〈企業・経済深層レポート〉 三重苦のテーマパーク業界[埼玉・飯能]ムーミンランド大コケの気配 (2/2ページ)
そもそも、テーマパーク業界自体が下火だという。
「テーマパーク業界は、多様化、少子高齢化、消費低迷の三重苦で、かなり厳しい。アベノミクスが好調といってもテーマパークが絶好調時のバブルの頃とは勢いが違います」(観光業界関係者)
一部を除いて、ほとんどのテーマパークはバブル期を境に転落している。
「1990年に福岡・北九州市で、宇宙をテーマにした『スペースワールド』が開園しました。1997年度には、来場者数が年間216万人に達し隆盛を誇りましたが、徐々に入場者が減り経営が悪化。2004年3月期には351億円の累積損失がありました。
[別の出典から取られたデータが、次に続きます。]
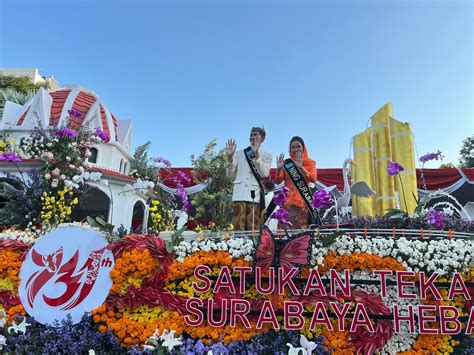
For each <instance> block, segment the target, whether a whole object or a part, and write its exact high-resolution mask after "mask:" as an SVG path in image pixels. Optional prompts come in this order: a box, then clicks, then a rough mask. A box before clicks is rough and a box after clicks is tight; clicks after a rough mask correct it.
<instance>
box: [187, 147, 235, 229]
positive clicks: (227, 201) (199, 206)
mask: <svg viewBox="0 0 474 355" xmlns="http://www.w3.org/2000/svg"><path fill="white" fill-rule="evenodd" d="M216 145H217V143H216V140H215V139H213V140H211V141H210V142H209V143H208V144H207V145H206V147H205V148H204V152H203V153H202V154H201V155H199V156H198V157H195V156H194V155H192V156H191V163H192V165H193V168H194V169H193V178H194V181H196V182H198V183H201V182H204V181H205V179H206V178H207V184H208V185H207V187H206V188H205V189H204V190H202V191H200V192H198V193H196V194H194V195H192V205H193V206H194V207H195V208H196V216H195V217H196V219H199V218H206V217H207V218H209V217H210V218H211V220H212V222H214V224H215V228H216V229H220V230H222V229H224V228H226V227H228V226H229V224H230V222H231V215H232V199H231V195H232V180H231V179H230V178H229V177H227V174H226V169H227V159H226V156H225V151H224V149H222V150H220V151H219V152H216V151H215V147H216ZM203 175H205V176H206V178H203Z"/></svg>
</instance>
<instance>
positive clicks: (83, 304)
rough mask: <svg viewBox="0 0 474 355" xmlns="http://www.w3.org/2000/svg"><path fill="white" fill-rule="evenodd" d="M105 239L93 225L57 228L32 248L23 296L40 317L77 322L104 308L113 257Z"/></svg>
mask: <svg viewBox="0 0 474 355" xmlns="http://www.w3.org/2000/svg"><path fill="white" fill-rule="evenodd" d="M106 248H107V241H106V240H105V239H104V237H103V236H102V235H101V234H99V233H97V232H95V231H93V230H90V229H85V228H78V227H67V228H58V229H56V230H54V231H52V232H50V233H48V234H46V235H44V236H43V237H41V238H40V239H38V240H37V242H36V243H35V244H34V245H33V247H32V248H31V249H30V250H29V251H28V254H27V256H26V259H25V261H24V262H23V265H22V267H21V270H20V286H19V287H18V293H19V295H20V300H21V303H22V305H23V307H25V309H26V311H27V312H28V314H29V315H30V316H32V317H34V318H35V320H36V321H38V322H40V323H43V324H49V325H53V322H54V321H55V320H58V321H61V320H62V319H65V318H66V316H67V315H68V314H70V315H71V317H72V321H73V323H78V322H79V321H80V320H81V317H82V316H83V315H84V312H90V311H91V310H93V309H95V308H97V307H99V306H100V305H101V304H102V303H103V302H104V301H105V299H106V297H107V295H108V294H109V291H110V288H111V287H112V280H111V279H110V274H109V273H110V270H112V268H113V267H114V257H113V254H112V252H111V251H110V250H107V249H106Z"/></svg>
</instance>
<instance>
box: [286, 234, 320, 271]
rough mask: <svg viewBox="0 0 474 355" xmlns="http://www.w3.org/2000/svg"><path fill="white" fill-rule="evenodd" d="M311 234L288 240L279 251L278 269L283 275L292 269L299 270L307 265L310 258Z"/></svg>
mask: <svg viewBox="0 0 474 355" xmlns="http://www.w3.org/2000/svg"><path fill="white" fill-rule="evenodd" d="M311 239H312V238H311V234H309V233H307V234H303V235H299V236H296V237H294V238H292V239H290V240H289V241H288V242H287V243H286V244H285V245H284V246H283V248H282V249H281V252H280V257H279V267H281V268H282V269H283V270H284V271H285V273H287V272H289V271H290V269H292V268H297V269H300V268H301V267H303V266H305V265H307V264H308V263H309V261H310V257H311Z"/></svg>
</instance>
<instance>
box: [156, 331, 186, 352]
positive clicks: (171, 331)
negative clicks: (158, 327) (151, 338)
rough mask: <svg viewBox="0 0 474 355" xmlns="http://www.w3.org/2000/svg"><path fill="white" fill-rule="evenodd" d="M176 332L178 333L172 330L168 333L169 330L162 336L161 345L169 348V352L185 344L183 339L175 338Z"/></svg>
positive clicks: (161, 334) (160, 338)
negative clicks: (168, 330)
mask: <svg viewBox="0 0 474 355" xmlns="http://www.w3.org/2000/svg"><path fill="white" fill-rule="evenodd" d="M175 332H176V331H175V330H172V331H170V332H168V331H167V330H164V331H163V334H161V336H160V339H161V340H163V343H162V344H161V346H163V347H165V348H167V349H168V351H169V352H171V350H173V348H174V347H175V346H178V345H181V344H183V342H182V341H181V337H179V338H175V337H174V333H175Z"/></svg>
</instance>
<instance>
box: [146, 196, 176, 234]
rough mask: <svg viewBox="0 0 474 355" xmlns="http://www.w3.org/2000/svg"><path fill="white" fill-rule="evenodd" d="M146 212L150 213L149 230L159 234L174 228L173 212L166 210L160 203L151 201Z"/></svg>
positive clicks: (165, 208)
mask: <svg viewBox="0 0 474 355" xmlns="http://www.w3.org/2000/svg"><path fill="white" fill-rule="evenodd" d="M148 210H149V211H150V226H149V229H150V230H152V231H155V232H160V231H164V230H167V229H168V230H173V229H174V228H175V223H174V214H173V211H172V210H170V209H166V208H165V207H164V206H163V205H162V204H161V203H160V201H158V200H153V201H152V202H151V207H150V208H149V209H148Z"/></svg>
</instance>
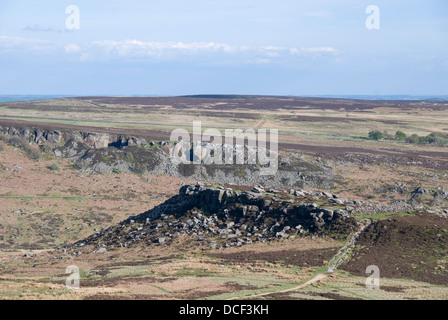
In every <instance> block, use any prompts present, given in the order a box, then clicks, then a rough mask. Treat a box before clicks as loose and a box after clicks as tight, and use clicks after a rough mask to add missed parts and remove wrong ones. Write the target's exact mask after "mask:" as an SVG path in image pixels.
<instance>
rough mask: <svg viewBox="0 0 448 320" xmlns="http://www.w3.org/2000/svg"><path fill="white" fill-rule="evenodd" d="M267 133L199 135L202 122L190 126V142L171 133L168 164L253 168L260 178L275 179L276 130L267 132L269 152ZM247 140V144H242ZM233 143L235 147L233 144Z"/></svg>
mask: <svg viewBox="0 0 448 320" xmlns="http://www.w3.org/2000/svg"><path fill="white" fill-rule="evenodd" d="M267 137H268V136H267V130H266V129H258V130H255V129H247V130H244V131H243V130H242V129H225V130H224V137H223V135H222V133H221V131H219V130H218V129H206V130H205V131H204V132H202V125H201V121H194V122H193V141H191V140H190V133H189V132H188V131H187V130H185V129H175V130H174V131H173V132H172V133H171V138H170V140H171V141H174V142H175V143H176V144H175V146H174V147H173V149H172V151H171V154H170V158H171V161H172V162H174V163H176V164H179V163H183V164H198V165H202V164H204V165H211V164H216V165H223V164H225V165H234V164H237V165H243V164H248V165H254V166H257V167H258V168H259V170H260V174H261V175H275V173H276V172H277V169H278V130H276V129H272V130H269V149H268V148H267ZM246 140H247V144H246V143H245V142H246ZM234 141H235V143H234Z"/></svg>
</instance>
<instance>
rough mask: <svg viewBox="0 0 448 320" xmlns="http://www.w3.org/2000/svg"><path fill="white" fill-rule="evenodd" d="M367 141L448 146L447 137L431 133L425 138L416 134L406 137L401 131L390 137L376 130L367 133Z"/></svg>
mask: <svg viewBox="0 0 448 320" xmlns="http://www.w3.org/2000/svg"><path fill="white" fill-rule="evenodd" d="M369 139H371V140H382V139H387V140H397V141H405V142H406V143H411V144H433V145H436V146H440V147H445V146H448V135H447V134H443V133H439V132H432V133H430V134H429V135H427V136H419V135H418V134H415V133H414V134H412V135H410V136H408V135H406V133H404V132H402V131H397V132H396V133H395V136H391V135H390V134H388V133H387V132H381V131H378V130H375V131H370V132H369Z"/></svg>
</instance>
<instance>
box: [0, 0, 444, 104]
mask: <svg viewBox="0 0 448 320" xmlns="http://www.w3.org/2000/svg"><path fill="white" fill-rule="evenodd" d="M370 5H374V6H376V8H377V9H378V10H379V14H378V15H376V13H377V11H366V9H367V7H368V6H370ZM73 8H75V9H76V10H72V9H73ZM78 13H79V14H78ZM372 14H375V15H374V16H372ZM366 20H367V22H368V23H367V24H370V25H374V26H375V27H376V28H367V26H366ZM0 94H11V95H12V94H34V95H37V94H41V95H44V94H49V95H114V96H127V95H158V96H166V95H189V94H257V95H258V94H260V95H306V96H312V95H434V96H435V95H448V1H446V0H406V1H405V0H387V1H383V0H369V1H364V0H338V1H336V0H303V1H299V0H276V1H266V0H109V1H106V0H95V1H92V0H70V1H65V0H1V2H0Z"/></svg>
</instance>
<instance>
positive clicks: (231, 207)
mask: <svg viewBox="0 0 448 320" xmlns="http://www.w3.org/2000/svg"><path fill="white" fill-rule="evenodd" d="M329 199H330V198H328V197H327V196H325V195H324V194H323V193H322V192H311V191H306V190H291V191H288V192H287V191H285V190H272V189H264V188H263V187H260V186H258V187H256V188H254V189H252V190H250V191H249V190H246V191H242V190H236V189H232V188H224V187H217V188H210V187H204V186H202V185H201V184H197V185H186V186H183V187H182V188H181V189H180V191H179V194H178V195H176V196H174V197H172V198H171V199H169V200H167V201H166V202H165V203H163V204H161V205H159V206H157V207H155V208H154V209H152V210H149V211H147V212H145V213H142V214H140V215H138V216H132V217H129V218H128V219H126V220H125V221H123V222H121V223H119V224H118V225H116V226H113V227H111V228H109V229H107V230H103V231H100V232H99V233H97V234H94V235H92V236H91V237H89V238H87V239H85V240H82V241H80V242H78V243H76V244H75V246H74V247H75V248H79V247H83V246H85V245H94V246H96V247H105V248H107V250H111V249H113V248H115V247H130V246H135V245H148V244H153V243H156V244H169V243H171V242H172V241H174V240H175V239H176V238H178V237H180V236H190V238H191V237H192V239H193V241H197V242H200V243H201V244H203V245H205V246H210V247H211V248H217V247H224V248H225V247H230V246H240V245H243V244H247V243H253V242H260V241H261V242H264V241H268V240H272V239H278V238H293V237H297V236H299V237H301V236H307V235H311V234H312V235H316V236H319V235H331V234H332V233H335V234H343V235H345V234H346V233H350V232H351V231H352V230H354V229H356V226H357V224H358V223H357V222H356V220H355V219H354V218H353V217H351V215H350V213H349V212H347V211H346V210H345V209H344V205H343V204H342V205H335V204H334V203H333V202H331V201H329ZM331 199H334V198H333V196H332V197H331ZM312 201H319V202H321V203H322V204H321V205H317V204H316V202H312ZM342 201H343V202H344V203H345V201H344V200H342Z"/></svg>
そして2005年7月に、営業権をリゾート運営会社の加森観光に譲渡したのです」(観光事業関係者)
加森観光は、経営に行き詰まったリゾート施設を買収することによって事業を拡大した。いわば、リゾート再建のプロである。
一時は業績も回復したが、それでも客足は遠のき、スペースワールドは2018年の元旦で長い歴史に幕を閉じた。
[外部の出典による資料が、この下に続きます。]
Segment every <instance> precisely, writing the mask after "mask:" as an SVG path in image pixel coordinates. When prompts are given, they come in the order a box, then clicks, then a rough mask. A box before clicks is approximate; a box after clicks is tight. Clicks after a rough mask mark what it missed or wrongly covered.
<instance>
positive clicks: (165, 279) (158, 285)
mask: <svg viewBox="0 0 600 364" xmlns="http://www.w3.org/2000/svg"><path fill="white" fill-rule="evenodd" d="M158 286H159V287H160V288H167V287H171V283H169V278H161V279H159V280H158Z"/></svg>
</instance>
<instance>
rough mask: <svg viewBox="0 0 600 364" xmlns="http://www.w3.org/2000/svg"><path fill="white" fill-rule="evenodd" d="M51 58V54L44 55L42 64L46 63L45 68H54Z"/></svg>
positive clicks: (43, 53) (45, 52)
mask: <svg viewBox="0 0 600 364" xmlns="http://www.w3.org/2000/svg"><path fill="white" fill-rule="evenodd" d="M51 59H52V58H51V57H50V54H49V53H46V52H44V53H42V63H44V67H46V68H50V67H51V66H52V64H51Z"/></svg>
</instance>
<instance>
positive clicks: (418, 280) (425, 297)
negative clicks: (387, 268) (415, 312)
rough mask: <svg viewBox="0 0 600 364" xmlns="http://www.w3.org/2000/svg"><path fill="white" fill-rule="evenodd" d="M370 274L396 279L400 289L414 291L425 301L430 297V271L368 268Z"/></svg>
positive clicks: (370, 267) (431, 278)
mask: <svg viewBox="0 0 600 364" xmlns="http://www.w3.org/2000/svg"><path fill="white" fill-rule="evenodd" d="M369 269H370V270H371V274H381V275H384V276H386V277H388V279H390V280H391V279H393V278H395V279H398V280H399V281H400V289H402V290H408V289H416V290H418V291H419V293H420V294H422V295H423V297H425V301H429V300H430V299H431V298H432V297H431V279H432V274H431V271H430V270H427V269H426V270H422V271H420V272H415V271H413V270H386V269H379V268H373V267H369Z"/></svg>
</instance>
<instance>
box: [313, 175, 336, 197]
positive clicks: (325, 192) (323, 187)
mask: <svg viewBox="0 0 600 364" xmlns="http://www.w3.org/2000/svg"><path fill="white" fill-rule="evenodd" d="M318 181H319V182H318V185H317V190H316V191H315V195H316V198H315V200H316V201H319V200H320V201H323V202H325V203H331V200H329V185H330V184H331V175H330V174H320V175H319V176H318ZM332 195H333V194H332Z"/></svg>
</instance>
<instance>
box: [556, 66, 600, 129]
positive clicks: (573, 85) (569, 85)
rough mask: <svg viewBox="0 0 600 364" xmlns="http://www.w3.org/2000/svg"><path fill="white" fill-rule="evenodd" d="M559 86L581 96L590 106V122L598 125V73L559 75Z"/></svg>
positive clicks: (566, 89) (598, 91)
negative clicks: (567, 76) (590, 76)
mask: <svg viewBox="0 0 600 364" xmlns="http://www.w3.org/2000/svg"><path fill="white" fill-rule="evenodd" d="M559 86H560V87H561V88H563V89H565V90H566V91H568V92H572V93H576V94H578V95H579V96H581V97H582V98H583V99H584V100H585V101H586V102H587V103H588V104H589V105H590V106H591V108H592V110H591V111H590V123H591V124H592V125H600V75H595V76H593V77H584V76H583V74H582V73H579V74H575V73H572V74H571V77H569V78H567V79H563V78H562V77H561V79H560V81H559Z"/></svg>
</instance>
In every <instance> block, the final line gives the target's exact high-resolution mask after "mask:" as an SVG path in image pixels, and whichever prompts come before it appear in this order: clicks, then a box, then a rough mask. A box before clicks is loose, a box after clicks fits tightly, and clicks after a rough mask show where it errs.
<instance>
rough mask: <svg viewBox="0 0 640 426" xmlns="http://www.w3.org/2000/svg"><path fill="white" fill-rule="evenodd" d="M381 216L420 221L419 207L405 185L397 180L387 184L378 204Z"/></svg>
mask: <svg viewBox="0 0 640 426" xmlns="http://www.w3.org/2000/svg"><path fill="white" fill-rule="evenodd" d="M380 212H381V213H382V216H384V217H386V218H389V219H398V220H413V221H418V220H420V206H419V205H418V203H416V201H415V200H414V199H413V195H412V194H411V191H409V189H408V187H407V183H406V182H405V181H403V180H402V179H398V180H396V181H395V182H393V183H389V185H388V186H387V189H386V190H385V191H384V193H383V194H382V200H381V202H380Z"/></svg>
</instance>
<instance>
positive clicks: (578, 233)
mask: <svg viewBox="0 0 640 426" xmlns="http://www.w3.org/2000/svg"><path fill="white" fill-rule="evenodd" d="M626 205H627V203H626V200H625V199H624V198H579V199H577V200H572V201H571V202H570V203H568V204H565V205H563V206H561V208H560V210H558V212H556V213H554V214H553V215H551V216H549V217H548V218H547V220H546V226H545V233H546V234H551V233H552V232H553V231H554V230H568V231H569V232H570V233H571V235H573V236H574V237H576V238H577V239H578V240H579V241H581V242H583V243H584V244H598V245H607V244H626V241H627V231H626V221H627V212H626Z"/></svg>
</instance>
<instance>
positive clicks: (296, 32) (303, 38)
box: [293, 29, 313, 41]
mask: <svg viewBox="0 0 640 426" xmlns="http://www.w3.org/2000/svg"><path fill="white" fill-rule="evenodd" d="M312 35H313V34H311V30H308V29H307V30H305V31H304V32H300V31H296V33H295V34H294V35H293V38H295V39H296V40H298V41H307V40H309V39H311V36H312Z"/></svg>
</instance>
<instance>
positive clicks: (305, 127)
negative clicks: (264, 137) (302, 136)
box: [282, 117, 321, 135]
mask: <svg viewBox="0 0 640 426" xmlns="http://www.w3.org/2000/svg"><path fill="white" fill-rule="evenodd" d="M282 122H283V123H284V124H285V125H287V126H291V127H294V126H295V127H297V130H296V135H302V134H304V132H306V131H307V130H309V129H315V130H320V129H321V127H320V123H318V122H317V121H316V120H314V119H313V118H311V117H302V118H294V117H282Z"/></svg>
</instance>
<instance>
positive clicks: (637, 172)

長崎・佐世保市にあるテーマパーク「ハウステンボス」も苦しい経営が続いている。
「ハウステンボスは1992年に、2000億円規模の費用をかけて開園。当初は、350万人もの入場者数を誇りましたが、その後は立地の悪さとイベントのマンネリなどから客足が激減。経営に行き詰まり、2003年には民事再生法を申請しています。2010年には、名経営者の澤田秀雄社長率いるHIS(エイチ・アイ・エス)が経営再建に乗り出し、世界最大のイルミネーション(約1300万球)が話題を呼び一時は持ち直した。しかし、2016年の熊本地震をきっかけに客離れが加速して、再び経営が厳しいともっぱらの噂です」(同)
2017年、愛知・名古屋市に新設された「レゴランド・ジャパン」も、開業半年で入場者数100万人は達成したものの、年間200万人には届かず、入場料の値下げを余儀なくされている。
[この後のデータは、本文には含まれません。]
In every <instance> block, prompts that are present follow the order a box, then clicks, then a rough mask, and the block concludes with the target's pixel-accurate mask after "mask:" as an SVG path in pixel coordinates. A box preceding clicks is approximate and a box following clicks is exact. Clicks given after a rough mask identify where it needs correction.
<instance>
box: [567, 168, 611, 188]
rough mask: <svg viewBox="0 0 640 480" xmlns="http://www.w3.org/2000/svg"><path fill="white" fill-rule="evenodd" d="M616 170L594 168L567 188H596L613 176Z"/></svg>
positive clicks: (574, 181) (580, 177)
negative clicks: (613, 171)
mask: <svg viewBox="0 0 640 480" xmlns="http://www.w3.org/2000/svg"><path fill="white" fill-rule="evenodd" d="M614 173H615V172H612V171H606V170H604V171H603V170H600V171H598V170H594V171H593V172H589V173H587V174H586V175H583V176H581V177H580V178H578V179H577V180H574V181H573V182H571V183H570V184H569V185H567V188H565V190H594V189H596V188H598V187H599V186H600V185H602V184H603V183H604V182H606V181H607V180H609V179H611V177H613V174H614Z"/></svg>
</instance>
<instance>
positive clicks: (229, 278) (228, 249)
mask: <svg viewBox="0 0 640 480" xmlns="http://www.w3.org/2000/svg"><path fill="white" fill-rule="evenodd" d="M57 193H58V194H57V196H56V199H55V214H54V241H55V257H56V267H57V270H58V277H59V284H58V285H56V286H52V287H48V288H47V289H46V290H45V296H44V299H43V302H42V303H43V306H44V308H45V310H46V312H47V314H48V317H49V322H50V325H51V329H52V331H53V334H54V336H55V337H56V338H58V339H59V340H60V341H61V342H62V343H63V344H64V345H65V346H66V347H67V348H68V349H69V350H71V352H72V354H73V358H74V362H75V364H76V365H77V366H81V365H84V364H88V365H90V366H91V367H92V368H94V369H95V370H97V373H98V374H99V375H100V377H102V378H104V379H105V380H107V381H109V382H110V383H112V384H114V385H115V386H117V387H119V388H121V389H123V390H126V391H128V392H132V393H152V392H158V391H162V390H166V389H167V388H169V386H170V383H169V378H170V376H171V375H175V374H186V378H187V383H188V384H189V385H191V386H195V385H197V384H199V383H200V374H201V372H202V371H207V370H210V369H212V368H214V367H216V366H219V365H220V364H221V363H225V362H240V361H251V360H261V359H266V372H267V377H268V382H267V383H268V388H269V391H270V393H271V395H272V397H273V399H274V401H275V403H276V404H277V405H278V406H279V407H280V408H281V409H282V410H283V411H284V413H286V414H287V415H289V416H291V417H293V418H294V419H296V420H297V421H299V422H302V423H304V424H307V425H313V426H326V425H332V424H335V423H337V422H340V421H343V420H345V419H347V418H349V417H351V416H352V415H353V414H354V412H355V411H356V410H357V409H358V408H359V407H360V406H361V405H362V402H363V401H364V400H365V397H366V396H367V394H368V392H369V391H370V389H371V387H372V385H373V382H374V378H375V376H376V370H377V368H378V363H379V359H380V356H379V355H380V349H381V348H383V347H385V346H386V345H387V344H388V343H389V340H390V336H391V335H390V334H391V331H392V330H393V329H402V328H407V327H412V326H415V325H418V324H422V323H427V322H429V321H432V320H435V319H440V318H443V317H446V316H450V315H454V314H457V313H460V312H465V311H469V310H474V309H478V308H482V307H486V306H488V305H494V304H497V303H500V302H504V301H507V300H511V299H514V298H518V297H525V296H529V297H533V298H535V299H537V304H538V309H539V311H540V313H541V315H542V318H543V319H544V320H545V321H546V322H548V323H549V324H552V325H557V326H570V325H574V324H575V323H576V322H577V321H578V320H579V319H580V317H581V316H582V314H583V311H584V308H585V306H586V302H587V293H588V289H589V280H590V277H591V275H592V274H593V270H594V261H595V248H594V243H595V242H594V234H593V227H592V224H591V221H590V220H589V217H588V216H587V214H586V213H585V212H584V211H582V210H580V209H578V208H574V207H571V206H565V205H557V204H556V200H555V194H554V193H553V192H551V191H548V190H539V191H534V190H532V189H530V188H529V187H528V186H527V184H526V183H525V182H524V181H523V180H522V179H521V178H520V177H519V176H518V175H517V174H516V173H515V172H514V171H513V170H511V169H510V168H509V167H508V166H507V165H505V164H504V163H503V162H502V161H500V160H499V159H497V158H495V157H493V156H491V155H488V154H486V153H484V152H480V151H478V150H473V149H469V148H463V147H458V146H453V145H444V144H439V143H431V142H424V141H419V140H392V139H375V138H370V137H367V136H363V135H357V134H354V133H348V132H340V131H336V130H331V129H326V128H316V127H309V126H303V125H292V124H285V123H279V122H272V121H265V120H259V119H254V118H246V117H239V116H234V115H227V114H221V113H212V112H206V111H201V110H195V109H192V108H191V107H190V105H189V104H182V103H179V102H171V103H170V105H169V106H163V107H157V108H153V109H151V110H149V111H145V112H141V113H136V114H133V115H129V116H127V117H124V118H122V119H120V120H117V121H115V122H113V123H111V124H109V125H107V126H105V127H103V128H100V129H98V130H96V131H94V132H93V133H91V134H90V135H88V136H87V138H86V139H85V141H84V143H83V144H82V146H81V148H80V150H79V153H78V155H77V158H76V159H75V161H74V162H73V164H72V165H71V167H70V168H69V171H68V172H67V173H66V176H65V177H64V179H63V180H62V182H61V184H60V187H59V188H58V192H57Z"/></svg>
奇跡の大復活をした大阪の「USJ(ユニバーサル・スタジオ・ジャパン)」や世界屈指のテーマパークとして定着した、千葉・幕張の「東京ディズニーランド」などを除けば、どこのテーマパークも厳しい経営なのが実情だ。
ムーミンランドは、従来のテーマパークを逸脱した路線で、果たして生き残れるのだろうか。